For the first time I could clearly see that my son was with Jesus! The heavens had opened and Jonathan saw the glory of his heavenly father. Depression clouds our perspective of heaven, we cannot see who we are or whose we are. Heaven was not a place that took my son from me, it is the place that received his weary, battered spirit and restored it!

 

It is God’s will that are sight is restored in our earthly bodies. (Isaiah 61:1-4) I have been with men and women as they were dying, I have seen the difference between those whose eyes are fixed on things above, and those who cannot see past their earthly goods. A dear woman who I sat with in her last days was ministering to me, even as she struggled to take her next breathes. Another woman spent her dying days cursing others around her, her only relief came when I sang hymens to her. Some see heaven so clearly that it changes how they live on earth, how they treat others, how they see God. Heaven is changing me! It makes me look beyond the grave to see that God is sovereign in all things, even my son’s death.

My Story

Check out Chris’s story of depression and hope! May we strengthen each other as we work on Turning the Page on Suicide.

Wanting to be Heaven Minded So that I am Earthly Good

Colossians 3:1Since, then, you have been raised with Christ, set your hearts on things above, where Christ is, seated at the right hand of God. 2Set your minds on things above, not on earthly things.

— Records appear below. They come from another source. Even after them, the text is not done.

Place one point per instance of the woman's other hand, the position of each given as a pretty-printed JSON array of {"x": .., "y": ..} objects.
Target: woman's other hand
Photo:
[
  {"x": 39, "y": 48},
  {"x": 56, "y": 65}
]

“They are so heavenly minded that they are no earthly good.”, is a false saying! Yesterday I was at  a funeral for a man who was an interracial part of our community, our state, and our lives. Even the Governor and Senator came to pay their respects. Mike’s son shared, “It was not all the things that he did to improve our lives that made him a great man, it was the fact that he loved the Lord his God, with all his heart, soul and mind.” Mike was heavenly minded! I contend, that if your mind is truly on the things of heaven then you will be doing the greatest good here on earth.

I have a son in heaven! To say that he has turned my head towards heaven is an understatement. Jonathan’s death has made me cling to the only one who gave me love, value, purpose and meaning in the first place. Jonathan’s death has forced me to renew the foundation that Christ laid, to strengthen it, and to fix my eyes on Him. Jonathan’s death has increased my longing for things above, and I pray that my longing grows deeper. I want to be heaven minded, because this earth deserves nothing less than my best!